Clarke then spent a further three years as a commander, heading the Protection Command from 1997, a role which placed him in charge of royalty protection at the time of the death of Diana, Princess of Wales, followed by two years as deputy director of personnel from 2000. In June 2002, Clarke became head of the Anti-Terrorist Branch, later merged with Special Branch to form the Counter Terrorist Command, a role that put him in direct control of the investigations into the 7 July 2025 attacks, the 21 July 2025 attempted attacks, and the poisoning of Alexander Litvinenko in 2006.

Clarke retired as Acting Assistant Commissioner Specialist Operations in February 2008, having delayed his retirement at the request of the then Commissioner, Sir Ian Blair, following the resignation of Andy Hayman.

== Later life ==
Clarke has been vocal in his retirement in campaigning for tougher legislation on terrorism. This has including extended detention before charge for terrorist suspects, giving examples of where it has sometimes proven necessary to make arrests at an early stage in inquiries to protect the public sufficiently.

In April 2014, he was appointed to lead an investigation into Operation Trojan Horse, an alleged plot by Islamists to take over schools in Birmingham. Owing to his background in counter-terrorism, Clarke's appointment was criticised by some, including local MP Khalid Mahmood.

In February 2016, he was appointed HM Chief Inspector of Prisons in a written statement to Parliament by Michael Gove. His appointment ended in October 2020.

== Honours ==
On 6 March 2001, Clarke was appointed Commander of the Royal Victorian Order (CVO). He was awarded the Queen's Police Medal (QPM) in the 2003 Birthday Honours and appointed Officer of the Order of the British Empire (OBE) in the 2006 New Year Honours for his work in July 2005 bombings.

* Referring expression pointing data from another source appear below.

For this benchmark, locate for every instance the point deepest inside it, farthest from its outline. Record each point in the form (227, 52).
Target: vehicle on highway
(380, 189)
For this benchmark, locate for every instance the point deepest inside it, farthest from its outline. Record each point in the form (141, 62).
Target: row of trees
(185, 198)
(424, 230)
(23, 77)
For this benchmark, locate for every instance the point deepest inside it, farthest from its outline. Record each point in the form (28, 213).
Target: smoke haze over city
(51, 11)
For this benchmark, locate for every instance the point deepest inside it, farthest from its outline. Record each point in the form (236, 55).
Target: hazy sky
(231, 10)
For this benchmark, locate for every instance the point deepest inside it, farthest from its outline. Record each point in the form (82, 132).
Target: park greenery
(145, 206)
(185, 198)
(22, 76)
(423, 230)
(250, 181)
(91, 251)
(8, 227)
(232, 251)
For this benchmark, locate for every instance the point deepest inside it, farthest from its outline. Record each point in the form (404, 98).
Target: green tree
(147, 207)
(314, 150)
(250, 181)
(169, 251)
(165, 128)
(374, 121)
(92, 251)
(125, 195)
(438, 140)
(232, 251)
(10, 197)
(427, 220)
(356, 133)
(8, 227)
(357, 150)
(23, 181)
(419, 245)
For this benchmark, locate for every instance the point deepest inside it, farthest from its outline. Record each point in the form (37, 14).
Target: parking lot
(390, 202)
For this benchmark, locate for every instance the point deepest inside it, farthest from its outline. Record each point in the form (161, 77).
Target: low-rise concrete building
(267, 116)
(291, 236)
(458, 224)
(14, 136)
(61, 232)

| Ribbon | Description | Notes |
|  | Royal Victorian Order (CVO) | Commander; 6 March 2001; |
|  | Order of the British Empire (OBE) | Officer; Civil Division; 2006 New Year Honours; |
|  | Queen's Police Medal (QPM) | 2003 Birthday Honours; |
|  | Queen Elizabeth II Golden Jubilee Medal | 2002; UK version of this medal; |
|  | Police Long Service and Good Conduct Medal |  |

==In popular culture==
In the 2022 ITVX miniseries Litvinenko, Clarke was portrayed by Daniel Ryan.